In five days, Sedro-Woolley is lifting a 27-year ban on riding horses, cattle and mules on public streets downtown.
"They're very green and that's the thing, green transportation," said Doug Wood, a member of the Sedro-Woolley Rodeo Board.
In his small town, city leaders say animals are a big deal.
"We've alread got the rodeo grounds, the Loggerodeo every year that culminates the 4th of July, so why not a horse friendly town?" said Kevin Loy, a city councilmember.
Despite the love for the animals, they've been outlawed since 1986.
"A guy would ride his horse to the bars and he'd tie it up outside the bar and then ride it home at two every night. Finally, they had some complaints," said Wood, who is also the police chief.
It carried a $300 fine. City leaders voted to overturn the ordinance on Wednesday.
"It might take a while to get to work," said Nick Bell, who works downtown and owns 19 cows.
"I don't know if you can actually train a cow to ride it," he added.
While there's some who think waste on the roadways might be an issue, most residents aren't too concerned.
"Even if you step in it, it's not like we're some uppity town, you kind of wipe your feet and move on," said Jen Bateman, who works downtown.
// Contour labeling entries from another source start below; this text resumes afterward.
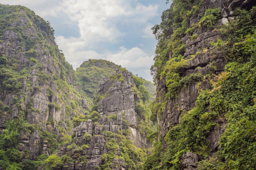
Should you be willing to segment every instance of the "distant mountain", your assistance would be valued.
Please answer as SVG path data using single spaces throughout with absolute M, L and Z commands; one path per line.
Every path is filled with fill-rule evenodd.
M 74 71 L 54 39 L 33 11 L 0 4 L 0 170 L 141 169 L 154 87 L 104 60 Z
M 110 76 L 120 68 L 120 65 L 103 60 L 89 59 L 84 61 L 77 69 L 76 72 L 82 90 L 88 97 L 93 97 L 97 92 L 100 79 Z

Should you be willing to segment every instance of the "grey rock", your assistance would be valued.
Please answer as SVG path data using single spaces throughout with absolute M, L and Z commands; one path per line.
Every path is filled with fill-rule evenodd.
M 197 167 L 197 162 L 198 159 L 197 154 L 190 152 L 187 152 L 182 155 L 181 159 L 182 170 L 196 170 L 196 168 Z

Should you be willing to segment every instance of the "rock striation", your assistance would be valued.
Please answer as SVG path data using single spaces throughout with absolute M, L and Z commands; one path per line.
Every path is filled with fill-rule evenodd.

Police won't cite owners for it. According to Wood, there's a bright side to this dark topic.
"You can get angry with the poop or you can see it as an opportunity. There's some free fertilizer there, utilize it in your garden," he said.
"It's Sedro-Woolley; that's how we are," added Bateman.
The Sedro-Woolley police chief did state that anyone riding through town will have to obey traffic laws.